Franchising is a massive system in the US:
- 3,800 franchise systems across 300+ categories
- Employs 8 million people and contributes ~$900 billion to US GDP
- Model for many well-known brands: almost all fast food (McDonald's, Subway, Pizza Hut, KFC, Chick-fil-A), hotels (Marriott, Hilton), fitness (Orange Theory, Planet Fitness, Pure Barre, F45), and services (UPS, H&R Block, Ace Hardware, RE/MAX, Jiffy Lube, Hertz)
Franchisors provide training, coaching, on-boarding and ongoing support; in return they are paid a royalty (~5–8% of each unit's sales). Franchisees select the location, pay for the build out, hire the local employees and run the day-to-day business.

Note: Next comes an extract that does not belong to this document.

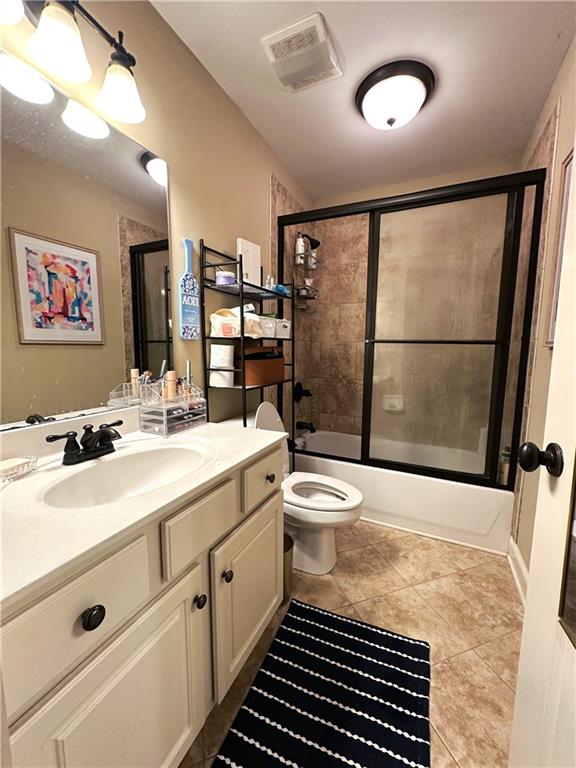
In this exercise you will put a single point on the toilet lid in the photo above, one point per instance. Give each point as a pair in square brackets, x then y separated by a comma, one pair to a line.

3. Key Elements of a Franchise
- Franchise Fees: franchisees pay a one-time fee (typically $10–$100k) for exclusive rights to a territory
- Territory: geography where a franchisee has exclusive permission to provide the service
- Royalties: franchisees pay between 5–8% of their topline revenue to the franchisor
- Ad Fund: franchisees typically pay 1–3% of their sales into a national brand fund
- FDD: the Franchise Disclosure Document lists all aspects of a franchise system—often 200+ pages. The most important items are 5–7 (investment required), 19 (how much franchisees can make) and 20 (openings and closures)
4. Keys to Success
Each year about 300 franchise systems fail in the U.S. Only 16% of all franchise systems ever make it to 100 open units. In my experience, here are the keys to look for when buying a franchise:
- Founder: the founder should have deep industry knowledge and lead strategy, brand integrity, and communication
- Unit Level Economics: the most important element is ensuring that existing units make money. Best-in-class franchises return invested capital in ~3 years
- Growing End Market: be in an end market where consumer demand is rising
- Robust Support System: a good franchise system includes folks who have proven to scale businesses and offers marketing, branding, supply chain, IT, training and open communications
I often describe successful franchising as a river, with franchisees on one side and the franchisor on the other, and the water itself the brand. If everyone executes their role well – the brand will strengthen and grow, and there is no better way to create wealth and achieve the American Dream.